Two of the eight families have become part of our family. They were the first people who met James when we came home from the hospital, I spoke at one’s memorial service, Lukas is taking one son to a Hawks game for his birthday, I’ve taken the same son to school, and one has cooked us so many meals I can’t even count. We’ve laughed and cried and prayed with them. And they will be in our lives forever, even if our address changes.

As I think back to that tan fabric covered chair I sat in as a single woman in Auburn, AL. Longing for the life the pastor spoke of — full of people and love and sharing the good, bad and ugly moments with people in the houses next door — I marvel at all God and I can build together. That was 10 years ago, this year. Ten years full of different addresses, front doors, and mailboxes.

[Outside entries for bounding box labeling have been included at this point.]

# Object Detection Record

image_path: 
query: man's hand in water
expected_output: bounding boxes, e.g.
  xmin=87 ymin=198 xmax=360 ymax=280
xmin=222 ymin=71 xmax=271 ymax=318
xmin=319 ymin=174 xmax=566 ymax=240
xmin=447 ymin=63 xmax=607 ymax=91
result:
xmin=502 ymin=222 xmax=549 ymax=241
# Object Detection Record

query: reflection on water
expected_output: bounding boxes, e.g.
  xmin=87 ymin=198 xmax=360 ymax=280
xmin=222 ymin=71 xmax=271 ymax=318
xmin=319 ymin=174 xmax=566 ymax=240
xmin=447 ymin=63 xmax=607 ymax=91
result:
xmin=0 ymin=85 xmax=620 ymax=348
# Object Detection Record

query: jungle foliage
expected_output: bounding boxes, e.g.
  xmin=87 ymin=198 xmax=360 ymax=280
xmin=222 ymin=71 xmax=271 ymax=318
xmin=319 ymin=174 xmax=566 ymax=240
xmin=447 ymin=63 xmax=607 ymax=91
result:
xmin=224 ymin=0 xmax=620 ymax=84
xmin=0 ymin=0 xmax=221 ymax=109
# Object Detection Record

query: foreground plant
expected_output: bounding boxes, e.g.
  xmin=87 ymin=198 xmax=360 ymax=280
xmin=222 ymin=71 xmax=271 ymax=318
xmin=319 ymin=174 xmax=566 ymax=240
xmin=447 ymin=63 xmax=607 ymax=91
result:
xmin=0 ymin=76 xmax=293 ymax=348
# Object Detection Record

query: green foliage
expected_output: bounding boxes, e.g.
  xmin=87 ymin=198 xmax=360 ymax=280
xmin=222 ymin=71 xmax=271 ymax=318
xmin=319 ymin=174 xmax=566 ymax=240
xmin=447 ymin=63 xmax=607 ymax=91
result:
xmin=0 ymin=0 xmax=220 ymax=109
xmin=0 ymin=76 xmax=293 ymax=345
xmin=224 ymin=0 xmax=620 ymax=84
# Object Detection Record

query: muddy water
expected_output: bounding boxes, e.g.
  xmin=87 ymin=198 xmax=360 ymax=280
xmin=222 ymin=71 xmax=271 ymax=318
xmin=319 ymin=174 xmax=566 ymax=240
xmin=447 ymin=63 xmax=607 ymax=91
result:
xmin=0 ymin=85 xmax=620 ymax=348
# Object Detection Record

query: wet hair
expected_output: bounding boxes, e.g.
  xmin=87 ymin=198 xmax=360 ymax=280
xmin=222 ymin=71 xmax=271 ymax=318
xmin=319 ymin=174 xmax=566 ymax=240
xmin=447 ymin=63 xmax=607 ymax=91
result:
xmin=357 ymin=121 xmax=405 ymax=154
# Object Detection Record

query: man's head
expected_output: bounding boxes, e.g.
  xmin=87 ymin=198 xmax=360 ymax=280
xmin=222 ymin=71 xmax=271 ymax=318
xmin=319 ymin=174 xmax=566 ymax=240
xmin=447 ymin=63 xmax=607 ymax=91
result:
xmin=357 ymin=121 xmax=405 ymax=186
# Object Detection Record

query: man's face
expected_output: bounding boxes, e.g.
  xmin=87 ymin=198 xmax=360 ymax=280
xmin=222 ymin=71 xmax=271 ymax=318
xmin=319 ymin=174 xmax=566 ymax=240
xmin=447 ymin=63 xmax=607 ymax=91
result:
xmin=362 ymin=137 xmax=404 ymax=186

Ten years of a common goal — get into the lives of those who live next to me and make a point to get into theirs as well.

There is plenty of commentary on what Jesus means when he says “love thy neighbor as thyself.” From experience, I can testify that loving those in my physical proximity has impacted my life in profound ways. Living a life focused on “neighboring” is something I’ll always do. There’s just too much goodness in the people I see every time I pull into my driveway, and if all I did was put up a hand and hustle inside to the next item on my to do list, I’d miss it. I’d miss the treasures found while neighboring. And those treasures are worth more than all the money in the world!!